The Metropolitan Energy Commission in joint sponsorship with the Tucson Regional Clean Cities Coalition, Pima County Department of Environmental Quality and the Pima Association of Governments also launched several Transportation Energy Awards in 1999. Suzanne Willyerd (MSA, Inc) won the 2001 Blue Skies Award for the most energy saved and pollution reduced during the annual Pima County Clean Air Challenge. Telecommuting saved Ms. Willyerd over 6,000 trip miles, 360 gallons of gasoline, $500, and 240 pounds of pollution during the two week challenge period. Tucson Unified School District and the Town of Oro Valley received our 2001 Clean Cities Awards.

Civano and the Greater Tucson Solar Village Program

The Commission's first initiative was the visionary Tucson Solar Village Project, now the sustainable residential development known as The Community of Civano. The Solar Village effort has led to many community benefits including sustainable building codes, international attention on Tucson as a "solar capital" and sustainable development leader, and establishment of the Greater Tucson Coalition for Solar and the Southern Arizona Green Builder Alliance.

MEC also argued that a sustainable design model could be adapted throughout the city and thereby benefit existing community residents. MEC proposed in 1994 that a Greater Tucson Solar Village Program could assist individuals, businesses and organizations to adopt sustainable energy practices throughout the area.

With support from the Arizona Energy Office's Oil Overcharge Fund, MEC led the eight-year participatory planning and design process. After reviewing other sustainable development projects, such as Village Homes in Davis, California, MEC was able to show significant economic opportunities in sustainable development. The potential of solving multiple problems through this approach convinced city leaders to implement Civano in 1994. While the original concept was to demonstrate beneficial uses of solar energy, the Civano vision grew to also include conservation of energy, water, managed waste and compact mixed-use land development. Civano encourages more pedestrian circulation and stronger community interaction.

The Metropolitan Energy Commission played a primary role in the development and adoption of these design criteria and guidelines.
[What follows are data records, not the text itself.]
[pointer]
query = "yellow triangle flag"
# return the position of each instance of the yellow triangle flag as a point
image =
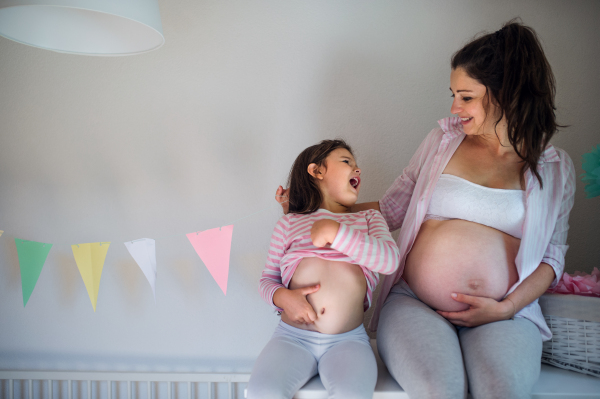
(90, 261)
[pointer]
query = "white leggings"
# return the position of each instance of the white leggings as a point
(345, 362)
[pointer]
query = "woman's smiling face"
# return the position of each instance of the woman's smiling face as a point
(469, 103)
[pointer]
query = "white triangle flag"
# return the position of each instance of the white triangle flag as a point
(143, 252)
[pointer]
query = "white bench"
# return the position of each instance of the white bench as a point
(554, 383)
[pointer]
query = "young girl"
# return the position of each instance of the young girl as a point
(321, 271)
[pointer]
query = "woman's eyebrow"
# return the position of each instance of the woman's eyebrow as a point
(458, 91)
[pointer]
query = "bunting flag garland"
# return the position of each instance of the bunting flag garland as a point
(32, 256)
(90, 261)
(213, 247)
(143, 252)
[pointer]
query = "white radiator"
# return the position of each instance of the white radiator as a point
(120, 385)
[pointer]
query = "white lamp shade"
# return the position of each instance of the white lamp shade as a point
(91, 27)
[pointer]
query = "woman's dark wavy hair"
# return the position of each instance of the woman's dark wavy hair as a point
(512, 66)
(304, 194)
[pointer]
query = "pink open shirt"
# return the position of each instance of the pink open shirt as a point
(546, 220)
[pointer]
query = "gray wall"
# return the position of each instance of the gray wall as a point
(201, 132)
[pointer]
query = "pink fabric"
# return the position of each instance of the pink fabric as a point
(579, 284)
(363, 239)
(546, 221)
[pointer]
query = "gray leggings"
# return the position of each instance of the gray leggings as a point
(345, 362)
(431, 358)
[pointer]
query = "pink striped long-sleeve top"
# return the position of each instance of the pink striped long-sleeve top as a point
(363, 238)
(545, 228)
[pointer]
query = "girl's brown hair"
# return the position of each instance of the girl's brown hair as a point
(512, 66)
(304, 194)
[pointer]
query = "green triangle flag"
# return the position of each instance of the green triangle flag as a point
(32, 256)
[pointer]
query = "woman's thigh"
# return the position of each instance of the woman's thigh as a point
(502, 359)
(420, 348)
(348, 370)
(283, 367)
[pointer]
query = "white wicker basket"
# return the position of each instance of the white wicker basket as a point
(575, 325)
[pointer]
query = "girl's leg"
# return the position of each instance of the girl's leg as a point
(283, 367)
(348, 369)
(420, 348)
(502, 359)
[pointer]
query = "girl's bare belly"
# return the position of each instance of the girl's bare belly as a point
(339, 302)
(463, 257)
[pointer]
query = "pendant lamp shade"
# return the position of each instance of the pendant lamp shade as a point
(89, 27)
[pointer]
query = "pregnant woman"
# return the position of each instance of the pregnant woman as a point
(483, 210)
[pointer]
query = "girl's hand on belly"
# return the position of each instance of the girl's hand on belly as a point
(482, 311)
(295, 305)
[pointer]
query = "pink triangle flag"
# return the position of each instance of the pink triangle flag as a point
(213, 247)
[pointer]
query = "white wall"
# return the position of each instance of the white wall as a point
(201, 132)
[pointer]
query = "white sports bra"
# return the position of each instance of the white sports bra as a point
(457, 198)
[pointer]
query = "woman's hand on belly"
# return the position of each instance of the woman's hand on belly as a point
(295, 305)
(482, 310)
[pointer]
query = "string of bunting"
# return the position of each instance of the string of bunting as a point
(212, 246)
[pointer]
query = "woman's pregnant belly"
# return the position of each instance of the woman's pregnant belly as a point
(463, 257)
(339, 301)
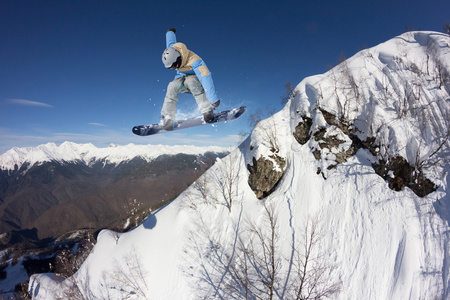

Work by members of the Commission resulted in the "Sustainable Energy Standard" by the Tucson/Pima County Building Code Committee, now part of the City's Memorandum of Understanding for the project. The City of Tucson is currently constructing its facilities to meet the Sustainable Energy Standard. This standard modifies the Model Energy Code (now called the International Energy Conservation Code (IECC)) for developers and builders. The Sustainable Energy Standard requires building energy efficiency at least 50 percent greater than the IECC and is available to everyone, even outside Civano. Its wide adoption is strongly promoted by The Commission.

As The Community of Civano grows, The Commission continues to monitor its progress, provide technical assistance, and participate with the Management of Civano in resolution of issues dealing with the Sustainable Energy Standard. With planning for Civano's second neighborhood now underway, the main challenge for the developer is to stay ahead of ever-growing competition from builders outside of Civano. Homebuyers are becoming increasingly aware of the value of energy efficiency.

MEC: A Valuable Resource for the Community

As we enter the new Millennium, MEC, together with its network of volunteers and community partners, continues to successfully leverage its modest $20,000 annual budget to make energy-efficiency, energy conservation and sustainability everyday facts of life in our community.